‘Shark Tank’ Throws Its Weight Behind Ugly Food


Photo via NPR.org

We wrote recently about the movement, now gaining traction around the world, to reduce food waste by selling and promoting ugly produce – the kind of fruits and vegetables that are still perfectly edible, but because of minor blemishes or abnormalities will often bypass the grocery store and head straight for the landfill. Besides the troubling statistics on food waste in a country where 48 million Americans struggle to get enough to eat, this discarded produce is also a major source of methane, a potent greenhouse gas.

The ugly food movement is the sort of appealing initiative that can combat social ills (like hunger and climate change) while still providing a clear path to profitability. Both those factors seem to be paying off with some major momentum: on Friday night’s episode of the reality show Shark Tank (the ABC hit that has entrepreneurs pitch their start-ups to a ruthless panel of investors), investor Robert Herjavec plunked down $100,000 for a 10% stake in Hungry Harvest, an ugly food delivery service. This number was twice what CEO Evan Lutz had originally asked for.
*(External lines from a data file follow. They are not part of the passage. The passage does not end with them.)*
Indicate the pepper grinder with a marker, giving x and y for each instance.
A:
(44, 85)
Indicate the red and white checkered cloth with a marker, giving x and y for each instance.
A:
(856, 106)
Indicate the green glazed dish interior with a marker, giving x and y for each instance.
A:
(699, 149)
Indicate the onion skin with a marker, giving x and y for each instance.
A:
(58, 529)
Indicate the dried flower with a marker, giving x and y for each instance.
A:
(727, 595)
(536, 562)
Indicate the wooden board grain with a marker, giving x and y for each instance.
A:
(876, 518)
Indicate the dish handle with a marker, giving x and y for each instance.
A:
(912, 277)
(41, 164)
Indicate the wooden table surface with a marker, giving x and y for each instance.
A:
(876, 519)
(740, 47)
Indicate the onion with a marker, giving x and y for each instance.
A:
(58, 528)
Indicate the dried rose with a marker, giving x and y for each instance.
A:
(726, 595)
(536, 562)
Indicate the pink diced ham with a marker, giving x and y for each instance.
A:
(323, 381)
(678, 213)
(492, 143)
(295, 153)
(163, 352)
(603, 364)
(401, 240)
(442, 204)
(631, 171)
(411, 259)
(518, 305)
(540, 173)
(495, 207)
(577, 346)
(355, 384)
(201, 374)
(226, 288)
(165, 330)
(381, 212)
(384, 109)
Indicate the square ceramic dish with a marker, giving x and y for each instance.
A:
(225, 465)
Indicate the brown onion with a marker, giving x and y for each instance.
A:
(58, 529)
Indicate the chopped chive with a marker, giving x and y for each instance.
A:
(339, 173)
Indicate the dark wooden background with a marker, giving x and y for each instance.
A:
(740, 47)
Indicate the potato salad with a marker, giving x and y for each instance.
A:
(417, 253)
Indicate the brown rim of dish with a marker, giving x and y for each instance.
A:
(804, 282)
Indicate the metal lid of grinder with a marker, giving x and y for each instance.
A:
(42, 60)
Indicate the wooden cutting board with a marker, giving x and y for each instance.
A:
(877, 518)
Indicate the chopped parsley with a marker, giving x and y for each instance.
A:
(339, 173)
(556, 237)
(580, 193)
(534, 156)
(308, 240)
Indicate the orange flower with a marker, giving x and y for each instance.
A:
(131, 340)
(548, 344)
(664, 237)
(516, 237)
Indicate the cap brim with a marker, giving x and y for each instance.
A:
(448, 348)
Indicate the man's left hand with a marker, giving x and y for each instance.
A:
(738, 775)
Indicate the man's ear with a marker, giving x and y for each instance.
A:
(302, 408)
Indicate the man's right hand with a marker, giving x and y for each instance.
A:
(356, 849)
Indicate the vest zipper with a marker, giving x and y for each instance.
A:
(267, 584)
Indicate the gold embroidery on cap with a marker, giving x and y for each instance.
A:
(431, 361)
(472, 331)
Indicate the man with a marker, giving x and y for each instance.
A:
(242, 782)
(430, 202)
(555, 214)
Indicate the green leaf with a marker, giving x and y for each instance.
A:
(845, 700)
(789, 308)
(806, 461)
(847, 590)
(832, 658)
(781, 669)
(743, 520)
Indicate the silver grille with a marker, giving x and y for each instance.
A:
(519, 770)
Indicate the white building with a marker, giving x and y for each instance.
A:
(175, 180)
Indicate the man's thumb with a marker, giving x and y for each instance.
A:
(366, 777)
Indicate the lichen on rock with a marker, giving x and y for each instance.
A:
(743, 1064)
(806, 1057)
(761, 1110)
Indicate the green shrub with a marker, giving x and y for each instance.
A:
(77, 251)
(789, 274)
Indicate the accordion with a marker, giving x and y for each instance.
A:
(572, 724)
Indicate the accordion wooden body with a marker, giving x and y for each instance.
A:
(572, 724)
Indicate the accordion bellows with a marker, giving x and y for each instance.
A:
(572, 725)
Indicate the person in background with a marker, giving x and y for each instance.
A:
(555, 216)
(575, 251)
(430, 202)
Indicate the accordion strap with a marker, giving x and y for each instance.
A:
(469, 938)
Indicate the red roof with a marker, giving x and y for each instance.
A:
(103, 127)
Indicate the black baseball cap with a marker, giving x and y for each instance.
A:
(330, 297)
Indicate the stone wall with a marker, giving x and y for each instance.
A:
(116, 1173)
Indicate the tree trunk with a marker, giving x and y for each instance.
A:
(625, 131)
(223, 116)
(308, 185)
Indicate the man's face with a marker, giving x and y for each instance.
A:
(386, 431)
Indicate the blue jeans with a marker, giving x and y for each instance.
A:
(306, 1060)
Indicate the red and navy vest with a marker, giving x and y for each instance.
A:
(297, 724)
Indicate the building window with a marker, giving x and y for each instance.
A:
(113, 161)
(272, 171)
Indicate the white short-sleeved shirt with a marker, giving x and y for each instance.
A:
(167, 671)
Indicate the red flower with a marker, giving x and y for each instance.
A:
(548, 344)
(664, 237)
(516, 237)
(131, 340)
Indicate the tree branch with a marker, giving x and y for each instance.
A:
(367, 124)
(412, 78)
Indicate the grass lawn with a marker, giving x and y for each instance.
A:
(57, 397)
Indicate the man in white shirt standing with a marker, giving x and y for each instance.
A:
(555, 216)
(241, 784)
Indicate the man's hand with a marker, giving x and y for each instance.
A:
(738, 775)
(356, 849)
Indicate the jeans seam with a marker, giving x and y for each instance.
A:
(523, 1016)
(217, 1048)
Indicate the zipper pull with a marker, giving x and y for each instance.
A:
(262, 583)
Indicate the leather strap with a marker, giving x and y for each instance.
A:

Hungry Harvest operates by “rescuing” food which would otherwise be discarded from farmers and grocery stores, and selling it at a 20 to 30% discount. For each bag of produce delivered, the company also donates a meal to the hungry. As of the show’s taping, Lutz said Hungry Harvest had 600 subscribers, but expected that number to double from Shark Tank publicity alone. The investment and press combined put Lutz in a good position to expand quickly and become a household name, but expect competitors to crop up as well. Whichever company ultimately takes the lion’s share of the market, ugly food is good news for everyone.